Solution : An n type semiconductor is obtained by doping a pure (intrinsic) semiconductor with a pentavalent impurity. In n-type semiconductor, electrons are the majority carriers and holes are the minority carriers. Hence option (c) is true.
Q.2. Which of the statement given in Q.1 is true for p-type semiconductor?
Solution : A p-type semiconductor is obtained by doping a pure (intrinsic) semiconductor with a trivalent impurity. In p-type semiconductor, holes are the majority carriers and electrons are the minority carriers. Hence option (d) is true.
Q.3. Carbon , silicon and germanium have four valence electrons each. These are characterised by valence and conduction bands separated by energy band gap respectively equal to $(E_{g})_{C}$, $(E_{g})_{si}$ and $(E_{g})_{Ge}$ which of the following statements is true ?

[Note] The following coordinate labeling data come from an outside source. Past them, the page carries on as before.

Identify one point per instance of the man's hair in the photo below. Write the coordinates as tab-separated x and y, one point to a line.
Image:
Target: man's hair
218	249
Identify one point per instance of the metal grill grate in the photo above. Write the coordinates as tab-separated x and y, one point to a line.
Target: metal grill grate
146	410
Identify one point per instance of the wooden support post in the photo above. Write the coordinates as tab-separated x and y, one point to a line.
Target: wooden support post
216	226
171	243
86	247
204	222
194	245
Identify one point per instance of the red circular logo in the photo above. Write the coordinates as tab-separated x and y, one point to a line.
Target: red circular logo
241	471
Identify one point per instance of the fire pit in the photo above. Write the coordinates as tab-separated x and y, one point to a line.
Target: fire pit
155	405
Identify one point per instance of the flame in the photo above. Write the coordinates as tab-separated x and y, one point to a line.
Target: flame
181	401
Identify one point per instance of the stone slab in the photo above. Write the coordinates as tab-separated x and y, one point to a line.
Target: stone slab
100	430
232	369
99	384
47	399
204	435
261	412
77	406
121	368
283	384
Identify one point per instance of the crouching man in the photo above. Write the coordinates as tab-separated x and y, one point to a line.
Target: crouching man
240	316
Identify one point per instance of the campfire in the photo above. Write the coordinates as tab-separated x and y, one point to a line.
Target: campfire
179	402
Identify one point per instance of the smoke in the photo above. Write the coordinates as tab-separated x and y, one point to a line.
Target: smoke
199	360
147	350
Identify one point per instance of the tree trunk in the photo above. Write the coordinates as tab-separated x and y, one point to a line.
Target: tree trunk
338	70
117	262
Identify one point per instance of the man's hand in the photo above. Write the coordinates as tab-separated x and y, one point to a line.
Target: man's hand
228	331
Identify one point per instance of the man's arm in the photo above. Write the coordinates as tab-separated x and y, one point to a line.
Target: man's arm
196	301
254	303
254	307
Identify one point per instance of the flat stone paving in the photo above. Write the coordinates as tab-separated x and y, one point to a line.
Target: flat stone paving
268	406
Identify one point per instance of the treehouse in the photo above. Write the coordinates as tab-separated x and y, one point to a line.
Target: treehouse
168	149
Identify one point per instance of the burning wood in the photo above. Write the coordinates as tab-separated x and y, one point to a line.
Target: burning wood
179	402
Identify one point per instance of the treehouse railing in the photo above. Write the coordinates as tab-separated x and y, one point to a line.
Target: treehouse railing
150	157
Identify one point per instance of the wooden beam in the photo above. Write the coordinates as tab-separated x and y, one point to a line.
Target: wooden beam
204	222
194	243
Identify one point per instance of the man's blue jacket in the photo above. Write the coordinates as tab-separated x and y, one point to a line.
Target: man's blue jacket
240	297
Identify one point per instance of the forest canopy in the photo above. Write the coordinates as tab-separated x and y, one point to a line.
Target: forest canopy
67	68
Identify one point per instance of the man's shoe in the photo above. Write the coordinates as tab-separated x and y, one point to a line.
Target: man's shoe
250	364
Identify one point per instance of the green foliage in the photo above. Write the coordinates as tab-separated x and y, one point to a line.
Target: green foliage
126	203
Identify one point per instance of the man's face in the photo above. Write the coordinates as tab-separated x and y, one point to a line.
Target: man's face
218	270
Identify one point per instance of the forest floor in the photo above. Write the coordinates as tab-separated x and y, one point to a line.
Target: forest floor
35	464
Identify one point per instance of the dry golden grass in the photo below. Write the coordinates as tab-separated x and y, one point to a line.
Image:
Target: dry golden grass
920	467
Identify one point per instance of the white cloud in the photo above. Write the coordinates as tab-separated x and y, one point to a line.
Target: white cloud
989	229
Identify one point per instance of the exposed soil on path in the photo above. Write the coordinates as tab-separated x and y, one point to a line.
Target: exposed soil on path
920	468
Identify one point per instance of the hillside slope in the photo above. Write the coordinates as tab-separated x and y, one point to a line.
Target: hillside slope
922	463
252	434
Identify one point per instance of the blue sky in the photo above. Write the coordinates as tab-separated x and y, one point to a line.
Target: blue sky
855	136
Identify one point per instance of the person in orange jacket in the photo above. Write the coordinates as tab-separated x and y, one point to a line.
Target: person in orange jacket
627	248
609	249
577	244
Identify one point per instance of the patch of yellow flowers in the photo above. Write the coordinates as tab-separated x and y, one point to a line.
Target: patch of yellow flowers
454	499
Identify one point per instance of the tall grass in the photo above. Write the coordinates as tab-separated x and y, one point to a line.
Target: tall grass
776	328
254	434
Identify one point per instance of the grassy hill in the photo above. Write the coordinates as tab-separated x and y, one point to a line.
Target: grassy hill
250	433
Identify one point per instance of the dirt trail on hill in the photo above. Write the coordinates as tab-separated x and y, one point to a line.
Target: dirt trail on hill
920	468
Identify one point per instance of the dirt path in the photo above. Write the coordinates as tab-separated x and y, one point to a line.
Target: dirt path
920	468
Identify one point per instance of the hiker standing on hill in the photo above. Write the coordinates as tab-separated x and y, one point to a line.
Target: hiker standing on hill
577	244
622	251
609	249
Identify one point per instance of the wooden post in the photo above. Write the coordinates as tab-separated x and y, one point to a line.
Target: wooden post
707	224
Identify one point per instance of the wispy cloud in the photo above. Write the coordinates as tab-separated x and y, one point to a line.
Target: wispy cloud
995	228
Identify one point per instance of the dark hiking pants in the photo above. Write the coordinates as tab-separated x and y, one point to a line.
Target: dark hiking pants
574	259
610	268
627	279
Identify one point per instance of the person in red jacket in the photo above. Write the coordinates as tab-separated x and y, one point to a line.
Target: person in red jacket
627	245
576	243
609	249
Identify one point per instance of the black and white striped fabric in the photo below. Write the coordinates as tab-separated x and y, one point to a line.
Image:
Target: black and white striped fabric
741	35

(a)$(E_{g})_{si}<(E_{Ge})_{C}<(E_{g})_{C}$
(b) $(E_{g})_{C}<(E_{g})_{Ge}>(E_{g})_{si}$
(c) $(E_{g})_{C}>(E_{g})_{si}>(E_{g})_{Ge}$
(d) $(E_{g})_{C}=(E_{g})_{si}=(E_{g})_{Ge}$
solution : Out of the three given materials , the energy band gap is maximum for carbon , less for silicon and least for germanium . Hence (c) is true.
Q.4. In an unbiased p-n junction, holes diffuse from the p-region to n-region because
(a) free electrons in the n-region attract them.
(b) they move across the junction by the potential difference.
(c) hole concentration in p-region is more as compared to n-region.
(d) All the above.
Solution :
In an unbiased p-n junction , holes diffuse from the p-region to n-region. It is because hole centration in p-region is more as compared to n-region. Hence option (C) is correct.
Q.5 When a forward bias is applied to a p-n junction, it
(a) Raises the potential barrier
(b) reduces the majority carrier current to zero.
(c) lowers the potential barrier
(d) None of the above.
Solution :
When a forward bias is applied to a p-n junction, it opposes the potential barrier. As a result the potential barrier across the junction is lowered . Hence option (c) is correct.
Q.6. In half-wave rectification, what is the output frequency of the input frequency is 50 Hz ? What is the output frequency of a full-wave rectifier for the same input frequency?
Solution : In half-wave rectification , the output frequency is the same as the input frequency i.e 50Hz in this case . It is because here one output cycle is produced for every one input cycle.
In full wave rectification, the output frequency is twice the input frequency i.e 100 Hz in this case. It is because here two output cycles are produced for every one input cycle.